Навстречу бездне | страница 48
Джерри прочитал эту телеграмму, как и все предыдущие машинально, не вникая в ее суть. И так же машинально повернулся к Кеннеди, ожидая его очередных замечаний. Джон молчал. И до Парсела вдруг дошел смысл телеграммы. Он зачем-то достал очки, и не надев, сунул их обратно в карман. Растерянная улыбка появилась на его лице.
- Вот и моя Мардж присоединилась к большинству, - сказал он неестественно весело хриплым голосом. - она ведь немало пожила, как ты знаешь - семьдесят с лишним...
И с той же улыбкой он пошел к себе в каюту. Там он лег на кровать и еще, и еще раз перечитал телеграмму, приговаривая при этом: "Мардж, эх, Мардж!" с такой интонацией, словно укорял ее в каком-то непозволительном поступке. И ему страстно захотелось одиночества. Покоя.
Когда потом Парсел летел на вертолете в Сан-Франциско, а оттуда на своем самолете в Нью-Йорк, его раздражал самый звук чьего-либо голоса, мелькание фигур экипажа, участливые взгляды и досадные заботы о его питании.
Он закрывал глаза, представляя мертвую Маргарет. "Все суета сует, Господи. И всяческая суета, - спокойно думал он. - Все там будем".
Нью-йоркский особняк Парсела, старомодный семиэтажный дом на Парк-авеню, и снаружи и внутри был похож на все дома, которые постигает горе. Окна затянуты темными шторами. Говорят шепотом. Ходят на цыпочках. На лицах даже тех, кто не имеет прямого отношения к покойной, постное выражение. Сплетни, наговоры, упреки начнутся после похорон. Сейчас же все плакальщики. Платные и бесплатные. несчастье везде одинаково - и в очень бедных, и в очень богатых семьях - разнится лишь способ его внешнего выражения.
Сделав необходимые распоряжения, Парсел поднялся на второй этаж, в спальню Маргарет. При его появлении какие-то старухи в траурных платьях фасонов конца девятнадцатого века поспешно удалились. Маргарет лежала на своей широкой кровати. В комнате - полумрак. Пахло туберозами, еще чем-то неживым.
Привыкнув к темноте, Парсел посмотрел на жену. Лицо ее осунулось. Стали более явственными морщины на щеках и шее. На лице - выражение обиды, словно она собиралась вот-вот разрыдаться. Парсел попытался выпрямить холодные, окостеневшие, сжатые в кулачки руки. Они не поддавались. Он долго стоял возле кровати. И постепенно ощущение гнетущей пустоты заполнило все его существо. не было ни сил, ни желания о чем-нибудь думать. Да и о чем бы мог он думать? Что вспоминать? Ее бесконечные упреки, они начались чуть ли не в свадебную ночь, - упреки в том, что он ей неверен? Что он женился на ее деньгах? Но ведь она не могла не знать этого. Он никогда не клялся ей в любви. В шутку не раз говорил ей, что она в самый раз сгодилась бы ему в матери. Какая уж тут любовь! А она и вправду норовила ухаживать за ним, как за ребенком. особенно первые годы после замужества.
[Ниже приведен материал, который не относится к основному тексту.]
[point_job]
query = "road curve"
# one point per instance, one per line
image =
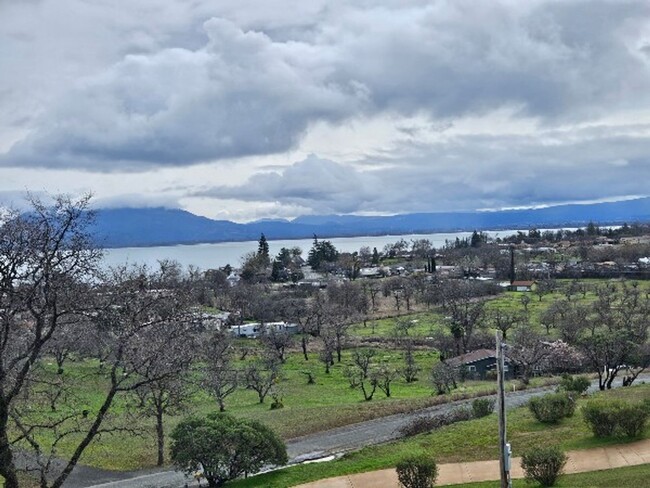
(320, 444)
И нанимала частных детективов, которые выслеживали его многочисленных любовниц. Сначала она мучилась. не спала ночи. Плакала. Устраивала сцены. Потом махнула рукой. "Раз их много, этих девок, - утешала она себя, - значит, это не серьезно. лишь бы не одна". Внешне все выглядело пристойно - они бывали на приемах, раутах, коктейлях. Часто принимали у себя. У них росла дочь. Маргарет организовала Парселу предложение баллотироваться в Конгресс от демократов. Он легко победил на выборах. Даже слишком легко; он не знал, что она внесла крупную сумму на текущий счет республиканцев его избирательного округа за эту победу. Затем появилась статейка в одной из желтых газет о его донжуанских похождениях - злая, настораживающая. Его предупредил лидер демократов. И Парсел стал образцовым мужем и семьянином. В Штатах. Он перенес свои развлечения за рубеж. Чтобы как-то оправдать частые поездки за границу, он всерьез занялся изучением международного рынка. Ему повезло раз, два, много раз. теперь он полгода, а то и больше проводил то в Европе, то в Южной Америке.